Losing a coral reef would also devastate the economy

The warning follows calls from The United Nations Educational, Scientific and Cultural Organization (UNESCO) to have the Great Barrier Reef put on a list of World Heritage Sites “in danger” due to climate change. Florida’s reef system is the third-largest in the world, stretching 350 miles down the eastern seaboard of the U.S.

Nearly 1,400 species of plants and animals and 500 species of fish live there. They include the threatened green sea turtle, West Indian manatee, and smalltooth sawfish. Spiny lobster, snapper, and grouper find shelter, food, and breeding sites in these coral reefs as well.

When it comes to fishing and the local human population, the great Florida coral reef supports 70,000 jobs and is worth around $4.4 billion in local sales.

Corals are colonies of animals related to sea anemones. They lay down limestone to make reefs that protect shorelines from storm waves. Corals also provide a habitat for fish that feed half-a-billion people globally. They are fed by single celled algae that live inside. The microscopic creatures make carbohydrates from photosynthesis. They are already in dire condition and listed as endangered.

Will sea life simply move elsewhere?

The study in Scientific Reports shows with no where to go corals will decline even more drastically than feared. Climate change is raising temperatures and disrupting the tight, symbiotic relationship — to the point reefs are vanishing all over the world.

One common prediction is they will simply migrate north and re-appear where the water is cooler. For instance, staghorn coral (a major constructor of Caribbean reefs) has recently begun to grow north of Miami as the climate has warmed. However, its prospects for building reefs that far north will be severely limited by cold fronts which climate change is making more common. More regular freezes in Florida will prevent their re-establishment away from the tropics.

“All of us on the Eastern Seaboard know the jet stream is wobbling more and dipping southward more frequently, bringing us bad winter storms and bitterly cold weather. The corals along Florida’s east coast will be hammered from the north by freezes on the anvil of rising temperatures in the south. They won’t be able to shift locations from the Florida Keys to the east coast,” explains co-author Dr. Richard Aronson, a marine scientist at Florida Tech.

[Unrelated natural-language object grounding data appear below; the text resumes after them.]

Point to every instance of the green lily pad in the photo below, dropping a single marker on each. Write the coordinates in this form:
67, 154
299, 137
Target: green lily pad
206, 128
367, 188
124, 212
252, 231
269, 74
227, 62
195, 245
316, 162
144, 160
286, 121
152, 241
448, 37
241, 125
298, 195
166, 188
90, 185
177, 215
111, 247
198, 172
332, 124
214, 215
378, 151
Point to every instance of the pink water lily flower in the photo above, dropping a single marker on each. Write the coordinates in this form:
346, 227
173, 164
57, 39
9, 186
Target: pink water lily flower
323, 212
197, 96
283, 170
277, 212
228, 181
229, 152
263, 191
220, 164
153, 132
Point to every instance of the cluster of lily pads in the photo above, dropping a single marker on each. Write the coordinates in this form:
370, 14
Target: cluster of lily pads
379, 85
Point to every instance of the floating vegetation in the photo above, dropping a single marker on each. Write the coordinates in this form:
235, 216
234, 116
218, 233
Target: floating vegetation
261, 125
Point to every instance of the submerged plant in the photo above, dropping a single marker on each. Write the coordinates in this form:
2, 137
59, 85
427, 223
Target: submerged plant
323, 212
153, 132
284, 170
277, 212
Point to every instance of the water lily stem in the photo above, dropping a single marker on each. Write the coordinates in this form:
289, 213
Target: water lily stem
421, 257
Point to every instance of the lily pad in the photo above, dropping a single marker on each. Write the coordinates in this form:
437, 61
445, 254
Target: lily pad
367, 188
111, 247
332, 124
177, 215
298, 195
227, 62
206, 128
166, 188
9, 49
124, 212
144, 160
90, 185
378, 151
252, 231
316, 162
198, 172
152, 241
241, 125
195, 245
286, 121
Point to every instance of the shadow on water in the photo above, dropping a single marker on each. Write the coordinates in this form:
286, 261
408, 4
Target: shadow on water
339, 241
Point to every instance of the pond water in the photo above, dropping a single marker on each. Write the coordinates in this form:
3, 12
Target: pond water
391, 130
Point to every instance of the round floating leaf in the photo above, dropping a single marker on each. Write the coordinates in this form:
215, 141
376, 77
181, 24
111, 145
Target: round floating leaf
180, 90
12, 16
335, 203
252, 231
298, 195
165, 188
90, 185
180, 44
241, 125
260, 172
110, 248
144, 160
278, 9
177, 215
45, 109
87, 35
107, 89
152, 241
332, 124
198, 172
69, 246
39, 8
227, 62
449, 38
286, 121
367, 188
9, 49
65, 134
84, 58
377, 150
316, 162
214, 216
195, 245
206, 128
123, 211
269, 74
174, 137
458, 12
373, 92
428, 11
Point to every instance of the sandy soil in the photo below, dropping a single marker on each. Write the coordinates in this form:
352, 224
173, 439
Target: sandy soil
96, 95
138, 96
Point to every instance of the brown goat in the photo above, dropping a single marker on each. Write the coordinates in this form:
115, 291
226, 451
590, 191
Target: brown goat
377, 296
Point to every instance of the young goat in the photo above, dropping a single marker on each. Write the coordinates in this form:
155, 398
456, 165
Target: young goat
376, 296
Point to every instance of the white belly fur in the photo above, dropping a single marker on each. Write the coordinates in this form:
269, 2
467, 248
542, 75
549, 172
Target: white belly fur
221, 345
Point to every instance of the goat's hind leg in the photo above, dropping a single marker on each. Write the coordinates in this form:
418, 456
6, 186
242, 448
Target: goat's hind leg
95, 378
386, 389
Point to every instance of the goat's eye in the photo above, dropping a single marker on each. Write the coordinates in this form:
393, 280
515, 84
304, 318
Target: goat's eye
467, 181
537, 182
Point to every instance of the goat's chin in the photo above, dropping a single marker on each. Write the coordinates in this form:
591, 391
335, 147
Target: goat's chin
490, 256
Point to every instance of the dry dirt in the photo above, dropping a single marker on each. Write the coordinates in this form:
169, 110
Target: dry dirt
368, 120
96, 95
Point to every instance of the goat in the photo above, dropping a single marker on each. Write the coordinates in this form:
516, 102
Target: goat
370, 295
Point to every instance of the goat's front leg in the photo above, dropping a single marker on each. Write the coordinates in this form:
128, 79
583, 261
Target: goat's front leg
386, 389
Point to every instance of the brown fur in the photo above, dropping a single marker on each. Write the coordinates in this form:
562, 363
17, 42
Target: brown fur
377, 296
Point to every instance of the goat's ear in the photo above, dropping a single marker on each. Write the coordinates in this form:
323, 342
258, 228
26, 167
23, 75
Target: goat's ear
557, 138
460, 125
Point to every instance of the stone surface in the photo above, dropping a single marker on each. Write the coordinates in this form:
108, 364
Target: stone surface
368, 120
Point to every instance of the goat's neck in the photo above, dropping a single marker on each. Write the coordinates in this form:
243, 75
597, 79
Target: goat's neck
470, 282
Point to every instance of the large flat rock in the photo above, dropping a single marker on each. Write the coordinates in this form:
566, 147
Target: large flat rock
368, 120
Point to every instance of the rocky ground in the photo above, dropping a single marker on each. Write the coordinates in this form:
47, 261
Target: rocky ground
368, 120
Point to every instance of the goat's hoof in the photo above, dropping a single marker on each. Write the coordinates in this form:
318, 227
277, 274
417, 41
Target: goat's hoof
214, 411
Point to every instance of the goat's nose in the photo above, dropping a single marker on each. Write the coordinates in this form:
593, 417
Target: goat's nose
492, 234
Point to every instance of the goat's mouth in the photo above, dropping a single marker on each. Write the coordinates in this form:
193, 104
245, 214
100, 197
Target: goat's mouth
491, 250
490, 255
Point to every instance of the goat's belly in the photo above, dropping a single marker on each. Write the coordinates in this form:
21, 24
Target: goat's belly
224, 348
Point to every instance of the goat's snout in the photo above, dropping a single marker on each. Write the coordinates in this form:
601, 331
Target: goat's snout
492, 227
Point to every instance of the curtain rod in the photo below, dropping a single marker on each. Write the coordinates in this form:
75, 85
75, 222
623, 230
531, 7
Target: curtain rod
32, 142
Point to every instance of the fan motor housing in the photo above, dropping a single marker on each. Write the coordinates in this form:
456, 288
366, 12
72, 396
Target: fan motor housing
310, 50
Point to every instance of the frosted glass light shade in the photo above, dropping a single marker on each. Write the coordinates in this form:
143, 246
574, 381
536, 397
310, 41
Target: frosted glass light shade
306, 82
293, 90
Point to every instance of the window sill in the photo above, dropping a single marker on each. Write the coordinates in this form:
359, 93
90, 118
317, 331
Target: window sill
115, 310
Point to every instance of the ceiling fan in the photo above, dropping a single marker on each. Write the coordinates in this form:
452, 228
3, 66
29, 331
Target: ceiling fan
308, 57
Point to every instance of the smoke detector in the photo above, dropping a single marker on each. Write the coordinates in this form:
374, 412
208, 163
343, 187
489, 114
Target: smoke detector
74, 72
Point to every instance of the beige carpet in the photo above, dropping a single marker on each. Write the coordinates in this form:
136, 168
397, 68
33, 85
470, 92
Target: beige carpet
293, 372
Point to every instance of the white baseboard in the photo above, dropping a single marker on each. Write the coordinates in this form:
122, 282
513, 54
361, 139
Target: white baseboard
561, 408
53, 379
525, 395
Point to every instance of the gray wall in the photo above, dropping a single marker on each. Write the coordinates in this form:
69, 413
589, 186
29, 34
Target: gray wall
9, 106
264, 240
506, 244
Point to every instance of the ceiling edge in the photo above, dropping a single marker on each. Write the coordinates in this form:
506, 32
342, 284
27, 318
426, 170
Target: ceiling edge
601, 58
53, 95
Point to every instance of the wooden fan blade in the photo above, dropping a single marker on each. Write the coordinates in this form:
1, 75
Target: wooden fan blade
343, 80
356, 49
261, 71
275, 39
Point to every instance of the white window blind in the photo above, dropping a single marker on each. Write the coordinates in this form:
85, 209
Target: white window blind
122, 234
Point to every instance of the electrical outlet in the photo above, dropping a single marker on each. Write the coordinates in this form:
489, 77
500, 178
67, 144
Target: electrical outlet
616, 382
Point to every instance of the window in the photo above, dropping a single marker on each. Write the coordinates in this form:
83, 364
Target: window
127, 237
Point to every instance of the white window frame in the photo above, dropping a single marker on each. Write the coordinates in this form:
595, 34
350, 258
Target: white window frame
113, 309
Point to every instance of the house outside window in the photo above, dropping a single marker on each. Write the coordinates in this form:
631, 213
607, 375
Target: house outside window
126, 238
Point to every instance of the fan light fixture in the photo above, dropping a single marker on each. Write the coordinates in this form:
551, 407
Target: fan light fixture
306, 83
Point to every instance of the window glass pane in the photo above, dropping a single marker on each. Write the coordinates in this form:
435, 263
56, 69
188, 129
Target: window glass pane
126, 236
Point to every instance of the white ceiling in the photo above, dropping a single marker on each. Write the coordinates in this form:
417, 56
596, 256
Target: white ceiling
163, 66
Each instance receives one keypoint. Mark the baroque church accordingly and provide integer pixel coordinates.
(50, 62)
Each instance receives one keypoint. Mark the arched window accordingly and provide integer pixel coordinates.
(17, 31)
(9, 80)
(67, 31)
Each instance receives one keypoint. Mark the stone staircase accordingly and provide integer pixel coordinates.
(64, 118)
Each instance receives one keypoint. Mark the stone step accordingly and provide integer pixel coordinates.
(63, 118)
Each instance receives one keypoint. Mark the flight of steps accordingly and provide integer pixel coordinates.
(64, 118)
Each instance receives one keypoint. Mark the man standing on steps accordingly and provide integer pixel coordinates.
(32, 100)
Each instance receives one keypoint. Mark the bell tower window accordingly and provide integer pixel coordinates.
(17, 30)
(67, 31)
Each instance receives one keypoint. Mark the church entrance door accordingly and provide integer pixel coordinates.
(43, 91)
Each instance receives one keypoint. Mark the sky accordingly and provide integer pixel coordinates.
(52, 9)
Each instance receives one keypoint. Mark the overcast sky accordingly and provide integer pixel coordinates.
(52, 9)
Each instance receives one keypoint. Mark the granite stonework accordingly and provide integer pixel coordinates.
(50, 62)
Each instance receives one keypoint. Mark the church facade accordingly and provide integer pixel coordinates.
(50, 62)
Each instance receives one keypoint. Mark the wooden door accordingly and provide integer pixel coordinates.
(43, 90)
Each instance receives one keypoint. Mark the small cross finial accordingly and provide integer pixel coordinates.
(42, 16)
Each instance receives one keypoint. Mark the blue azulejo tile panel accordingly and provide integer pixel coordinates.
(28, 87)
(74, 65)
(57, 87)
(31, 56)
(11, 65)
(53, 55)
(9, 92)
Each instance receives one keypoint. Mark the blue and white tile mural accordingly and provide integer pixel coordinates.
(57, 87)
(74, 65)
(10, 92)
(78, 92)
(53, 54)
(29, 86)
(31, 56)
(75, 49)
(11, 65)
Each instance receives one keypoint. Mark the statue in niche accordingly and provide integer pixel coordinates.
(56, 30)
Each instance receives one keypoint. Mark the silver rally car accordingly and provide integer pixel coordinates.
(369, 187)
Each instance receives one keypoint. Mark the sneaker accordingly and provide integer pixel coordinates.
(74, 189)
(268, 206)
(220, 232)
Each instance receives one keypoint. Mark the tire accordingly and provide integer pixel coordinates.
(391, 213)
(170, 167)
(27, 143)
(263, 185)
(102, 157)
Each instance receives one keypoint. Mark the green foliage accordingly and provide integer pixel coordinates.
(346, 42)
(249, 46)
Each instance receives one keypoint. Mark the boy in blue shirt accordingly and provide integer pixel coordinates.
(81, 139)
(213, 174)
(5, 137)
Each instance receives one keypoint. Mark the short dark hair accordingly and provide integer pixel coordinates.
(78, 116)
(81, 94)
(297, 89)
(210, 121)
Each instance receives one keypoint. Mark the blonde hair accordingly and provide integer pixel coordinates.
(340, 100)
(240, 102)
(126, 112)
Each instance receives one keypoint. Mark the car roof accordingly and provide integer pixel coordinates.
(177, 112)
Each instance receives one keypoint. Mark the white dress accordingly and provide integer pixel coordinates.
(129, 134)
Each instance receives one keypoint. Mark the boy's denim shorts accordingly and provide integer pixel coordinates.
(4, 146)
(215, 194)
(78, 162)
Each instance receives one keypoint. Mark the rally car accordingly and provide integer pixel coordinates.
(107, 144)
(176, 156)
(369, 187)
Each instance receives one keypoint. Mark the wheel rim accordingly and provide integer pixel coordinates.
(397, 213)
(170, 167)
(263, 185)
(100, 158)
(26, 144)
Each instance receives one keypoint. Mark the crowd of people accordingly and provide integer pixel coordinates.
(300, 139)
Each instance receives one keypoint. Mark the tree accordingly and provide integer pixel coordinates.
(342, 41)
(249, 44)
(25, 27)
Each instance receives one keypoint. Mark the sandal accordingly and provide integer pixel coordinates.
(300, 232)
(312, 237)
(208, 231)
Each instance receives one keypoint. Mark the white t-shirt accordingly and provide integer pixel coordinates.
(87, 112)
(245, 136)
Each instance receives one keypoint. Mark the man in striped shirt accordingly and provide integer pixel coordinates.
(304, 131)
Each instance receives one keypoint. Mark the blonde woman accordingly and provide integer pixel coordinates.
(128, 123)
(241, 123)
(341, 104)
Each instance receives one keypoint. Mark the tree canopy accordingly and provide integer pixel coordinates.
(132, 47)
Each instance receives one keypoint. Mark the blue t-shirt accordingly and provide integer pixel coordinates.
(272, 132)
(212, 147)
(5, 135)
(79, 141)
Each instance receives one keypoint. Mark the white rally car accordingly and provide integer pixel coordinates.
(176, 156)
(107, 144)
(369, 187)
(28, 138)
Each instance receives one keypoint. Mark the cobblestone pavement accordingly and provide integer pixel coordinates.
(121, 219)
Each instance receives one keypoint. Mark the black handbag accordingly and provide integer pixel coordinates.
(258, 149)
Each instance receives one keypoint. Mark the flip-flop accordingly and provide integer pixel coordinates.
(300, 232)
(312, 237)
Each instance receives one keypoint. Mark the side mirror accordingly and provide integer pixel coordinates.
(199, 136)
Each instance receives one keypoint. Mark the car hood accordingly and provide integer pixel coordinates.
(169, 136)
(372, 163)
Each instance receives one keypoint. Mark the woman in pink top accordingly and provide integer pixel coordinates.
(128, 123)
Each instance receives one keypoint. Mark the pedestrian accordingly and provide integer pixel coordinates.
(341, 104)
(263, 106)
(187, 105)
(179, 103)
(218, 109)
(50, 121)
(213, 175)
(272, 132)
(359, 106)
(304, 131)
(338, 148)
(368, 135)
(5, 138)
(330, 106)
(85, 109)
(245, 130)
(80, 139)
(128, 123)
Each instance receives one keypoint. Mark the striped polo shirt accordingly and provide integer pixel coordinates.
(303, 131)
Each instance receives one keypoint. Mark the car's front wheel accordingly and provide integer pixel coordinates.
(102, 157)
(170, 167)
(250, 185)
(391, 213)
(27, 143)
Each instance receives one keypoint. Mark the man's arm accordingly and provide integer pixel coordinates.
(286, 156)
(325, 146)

Building up Florida may be tearing down the environment

Fellow researcher Dr. William Precht, a marine biologist who consults for Dial Cordy and Associates, Inc. in Florida adds there are serious implications. Those concerns go beyond corals’ essential ecological importance to people’s financial and physical well-being.

“That is a very obvious reason why Floridians—and everyone else for that matter—should be concerned about the impacts of climate change on corals,” Precht says.

Overfishing, development, and pollution have all contributed to the Florida reef’s decline, but climate change is its biggest threat to date. Recent research suggests it has cut this ecosystem in half since the industrial revolution and its disappearance is speeding up.

Fishing off the Florida Keys has intensified and roads and cities continue to take up more and more land. Researchers say this has increased pollution and altered the flow of freshwater, sediments, and nutrients in the area.

Experts say governments need to meet U.N. targets to hold temperature rises worldwide. If the oceans continue to absorb CO2, bleaching will worsen. Corals are intolerant both of temperature and salinity change. It takes a rise of only one degree Celsius for a few weeks or extreme rainfall for them to die.

Last year, a study projected that coral reefs around the world could disappear by 2100 as the oceans get hotter and more acidic. That would spell the end of the Great Barrier Reef, one of the seven natural wonders of the world.

SWNS writer Mark Waghorn contributed to this report.